By Laura Vozzella | The Washington Post 3 hrs ago

WASHINGTON — Virginia gubernatorial hopeful Corey Stewart on Tuesday accused one of his rivals of participating in "human trafficking," a claim he based on work Ed Gillespie's lobbying firm did for Tyson Foods when the poultry giant was charged with smuggling Mexicans across the border to work in its U.S. plants.

"In essence, Ed Gillespie is complicit in smuggling illegal aliens into this country," Stewart said. "He's complicit in human trafficking."

Stewart, a Republican Prince William supervisor who faces Gillespie and state Sen. Frank Wagner, Virginia Beach, in the June 13 GOP primary, made the claim one day after The Washington Post reported that Tyson paid Quinn Gillespie & Associates more than $1 million for help on a range of issues, including the criminal case, which ended in acquittal.

Gillespie's campaign dismissed Stewart's claim — coming exactly two weeks before the primary — as a baseless attack.

"Corey Stewart's campaign has been a constant stream of fabrication and falsehoods," Gillespie spokeswoman Abbi Sigler wrote in an email. "Tyson Foods retained Quinn Gillespie in 2001 to provide public relations services dealing with charges for which a jury later found the company not guilty. As the Washington Post reported, Tyson's made clear the firm was not retained to lobby on the issue and Ed was not involved in the day-to-day work for them."

Polls show Gillespie, a former Republican National Committee chairman and onetime adviser to President George W. Bush, with a double-digit lead over Stewart and Wagner heading into the home stretch. Many political analysts believe Stewart turned himself into a fringe candidate months ago by making the preservation of the state's Confederate monuments the central issue of his campaign.

But Stewart sees an opportunity to reset the race by playing up Gillespie's ties to Tyson, noting that a sizeable chunk of the electorate undecided or even unaware of the race.

"Now people are tuning in," he said," suggesting that voters will turn away from Gillespie "when people find out that Ed Gillespie has been complicit in human trafficking of illegal immigrants into this country, illegal immigrants who are murdering and battering and raping American citizens."

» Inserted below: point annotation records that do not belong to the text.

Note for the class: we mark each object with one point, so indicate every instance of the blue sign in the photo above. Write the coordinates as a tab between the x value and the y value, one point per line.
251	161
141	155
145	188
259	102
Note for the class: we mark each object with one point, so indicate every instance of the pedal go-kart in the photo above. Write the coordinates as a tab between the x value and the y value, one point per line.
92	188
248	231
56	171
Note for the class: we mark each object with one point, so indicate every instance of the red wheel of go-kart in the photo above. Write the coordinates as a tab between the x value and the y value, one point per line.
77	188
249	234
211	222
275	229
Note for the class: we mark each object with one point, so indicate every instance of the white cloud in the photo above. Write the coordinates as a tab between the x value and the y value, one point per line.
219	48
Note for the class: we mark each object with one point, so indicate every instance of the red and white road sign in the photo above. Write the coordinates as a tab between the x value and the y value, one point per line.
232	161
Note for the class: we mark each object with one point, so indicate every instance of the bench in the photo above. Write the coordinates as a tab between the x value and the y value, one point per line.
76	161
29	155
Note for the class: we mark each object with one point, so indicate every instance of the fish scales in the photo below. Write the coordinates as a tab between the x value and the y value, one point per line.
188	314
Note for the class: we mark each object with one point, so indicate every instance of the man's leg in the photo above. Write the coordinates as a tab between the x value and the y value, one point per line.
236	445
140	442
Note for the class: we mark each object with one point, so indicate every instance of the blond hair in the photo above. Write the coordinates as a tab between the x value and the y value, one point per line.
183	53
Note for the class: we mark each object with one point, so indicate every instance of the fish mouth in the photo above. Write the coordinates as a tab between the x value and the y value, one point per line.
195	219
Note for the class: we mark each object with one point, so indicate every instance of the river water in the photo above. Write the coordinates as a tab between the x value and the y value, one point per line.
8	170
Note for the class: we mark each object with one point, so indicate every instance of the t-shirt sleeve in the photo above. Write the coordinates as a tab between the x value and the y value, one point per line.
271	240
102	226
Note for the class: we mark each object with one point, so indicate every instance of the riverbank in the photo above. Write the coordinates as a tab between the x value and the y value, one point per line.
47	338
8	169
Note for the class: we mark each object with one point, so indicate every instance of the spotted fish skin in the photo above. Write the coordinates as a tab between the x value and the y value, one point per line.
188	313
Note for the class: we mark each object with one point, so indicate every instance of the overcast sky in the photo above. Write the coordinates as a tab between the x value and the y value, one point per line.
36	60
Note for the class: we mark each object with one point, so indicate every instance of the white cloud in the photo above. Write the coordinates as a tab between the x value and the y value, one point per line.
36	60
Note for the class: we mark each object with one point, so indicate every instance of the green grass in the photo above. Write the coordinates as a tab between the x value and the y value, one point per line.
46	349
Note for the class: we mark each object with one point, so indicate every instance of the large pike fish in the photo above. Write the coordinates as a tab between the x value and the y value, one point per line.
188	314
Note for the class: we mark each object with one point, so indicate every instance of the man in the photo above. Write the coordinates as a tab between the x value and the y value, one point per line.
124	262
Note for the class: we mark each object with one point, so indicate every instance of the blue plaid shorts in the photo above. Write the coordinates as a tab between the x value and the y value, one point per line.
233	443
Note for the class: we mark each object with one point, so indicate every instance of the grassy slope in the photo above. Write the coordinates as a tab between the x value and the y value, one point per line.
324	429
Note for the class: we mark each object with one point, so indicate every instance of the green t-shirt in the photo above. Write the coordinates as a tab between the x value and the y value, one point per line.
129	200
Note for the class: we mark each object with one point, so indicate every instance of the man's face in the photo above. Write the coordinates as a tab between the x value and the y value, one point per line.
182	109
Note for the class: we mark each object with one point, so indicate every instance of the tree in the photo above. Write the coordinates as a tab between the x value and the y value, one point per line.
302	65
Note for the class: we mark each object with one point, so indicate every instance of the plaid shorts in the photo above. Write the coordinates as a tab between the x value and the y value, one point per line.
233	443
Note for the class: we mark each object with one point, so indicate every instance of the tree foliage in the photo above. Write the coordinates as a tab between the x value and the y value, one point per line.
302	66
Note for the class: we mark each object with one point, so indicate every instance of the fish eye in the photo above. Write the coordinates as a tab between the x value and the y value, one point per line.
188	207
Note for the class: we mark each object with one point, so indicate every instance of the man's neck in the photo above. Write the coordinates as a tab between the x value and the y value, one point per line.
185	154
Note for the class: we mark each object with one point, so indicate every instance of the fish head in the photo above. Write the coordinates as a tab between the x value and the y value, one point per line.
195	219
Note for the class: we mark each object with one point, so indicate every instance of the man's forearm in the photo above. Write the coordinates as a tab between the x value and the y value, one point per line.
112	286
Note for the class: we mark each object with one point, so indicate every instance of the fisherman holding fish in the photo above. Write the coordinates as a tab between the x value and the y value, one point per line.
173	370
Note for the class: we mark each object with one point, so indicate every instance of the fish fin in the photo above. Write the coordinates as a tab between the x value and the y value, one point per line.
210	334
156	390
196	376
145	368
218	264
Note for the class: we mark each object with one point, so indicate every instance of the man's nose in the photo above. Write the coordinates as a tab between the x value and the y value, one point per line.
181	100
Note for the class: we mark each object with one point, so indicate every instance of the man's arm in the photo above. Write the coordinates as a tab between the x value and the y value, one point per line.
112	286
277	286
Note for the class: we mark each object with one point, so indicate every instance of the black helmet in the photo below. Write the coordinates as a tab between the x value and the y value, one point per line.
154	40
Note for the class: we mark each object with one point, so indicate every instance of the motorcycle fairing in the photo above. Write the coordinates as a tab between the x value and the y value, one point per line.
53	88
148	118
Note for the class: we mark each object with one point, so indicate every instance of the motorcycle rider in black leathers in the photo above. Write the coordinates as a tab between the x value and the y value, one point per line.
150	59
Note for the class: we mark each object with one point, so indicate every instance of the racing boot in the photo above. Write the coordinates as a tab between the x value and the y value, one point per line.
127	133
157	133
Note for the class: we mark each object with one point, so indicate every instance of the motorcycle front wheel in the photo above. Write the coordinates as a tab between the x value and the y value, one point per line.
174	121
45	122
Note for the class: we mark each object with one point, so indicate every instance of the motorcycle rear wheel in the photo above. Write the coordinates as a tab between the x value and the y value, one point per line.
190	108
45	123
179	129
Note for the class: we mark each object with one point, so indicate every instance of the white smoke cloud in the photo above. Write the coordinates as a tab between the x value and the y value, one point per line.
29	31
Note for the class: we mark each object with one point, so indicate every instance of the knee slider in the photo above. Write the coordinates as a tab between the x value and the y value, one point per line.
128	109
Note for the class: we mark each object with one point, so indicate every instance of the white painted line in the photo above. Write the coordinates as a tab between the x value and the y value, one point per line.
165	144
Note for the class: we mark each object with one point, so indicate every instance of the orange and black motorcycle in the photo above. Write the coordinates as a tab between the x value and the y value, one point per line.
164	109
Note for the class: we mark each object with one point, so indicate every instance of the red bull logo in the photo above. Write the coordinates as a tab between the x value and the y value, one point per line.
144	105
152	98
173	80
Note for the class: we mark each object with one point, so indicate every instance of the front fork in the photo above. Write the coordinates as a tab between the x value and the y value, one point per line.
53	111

Tyson hired Quinn Gillespie & Associates in December 2001, just days before the U.S. Justice Department charged the poultry giant with illegally smuggling Mexicans into the country to work at processing plants in Virginia and elsewhere.Tyson acknowledged some smuggling at the time but maintained that it had been the work of rogue employees and not sanctioned by corporate leaders. The company eventually was acquitted.

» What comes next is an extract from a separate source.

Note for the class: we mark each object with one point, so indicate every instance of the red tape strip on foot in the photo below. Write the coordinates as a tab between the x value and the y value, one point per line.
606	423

Tyson paid Gillespie's firm more than $1.1 million from 2001 to 2007 to lobby Bush's White House, the Senate and the House on a range of issues, according to federal lobbying disclosures. Gillespie was listed as a Tyson lobbyist for several of those years. He was registered to handle issues that included "amnesty proposals," "immigration reform," "country of origin labeling," and "labor and workforce issues," according to those forms.

Gary Mickelson, a Tyson spokesman, told The Post that the company hired Gillespie's firm "for public affairs consulting, not lobbying, when our company was facing immigration charges. ... Most of the work done by Quinn-Gillespie for our company did not involve Mr. Gillespie."

Even without this latest development, immigration has been a tricky issue for Gillespie, who hails from the party's establishment wing and supported the 2013 "Gang of 8" immigration deal that called for tighter border security as well as a pathway to citizenship for 12 million undocumented immigrants. Gillespie now says he never supported the amnesty aspect of the deal; he says wanted a pathway to legal status, not citizenship.

Gillespie has struck a "big-tent" tone in TV commercials, which have him promising to be a "governor for all Virginians," while his Facebook ads show images of a massive border wall and a handcuffed illegal immigrant.

Stewart also tried to appeal to various GOP constituencies as he blasted Gillespie's work for Tyson, by turns describing Tyson's illegal workforce as murderous and exploited.

He spoke at a morning conference at county office building, surrounded by photos of Virginians who had been killed by illegal immigrants.

"If it weren't for the efforts of Ed Gillespie and Tyson, some of these people would still be alive today," Stewart said.

Asked if he had any evidence that illegal immigrants who had worked at Tyson plants had killed anyone, Stewart said, "No, but I know a significant portion of those who come here illegally, they have criminal backgrounds and commit crimes."

At the same time, Stewart suggested that Gillespie had helped to exploit the immigrants, saying that they were smuggled into the country to work for wages and working conditions that no American would accept.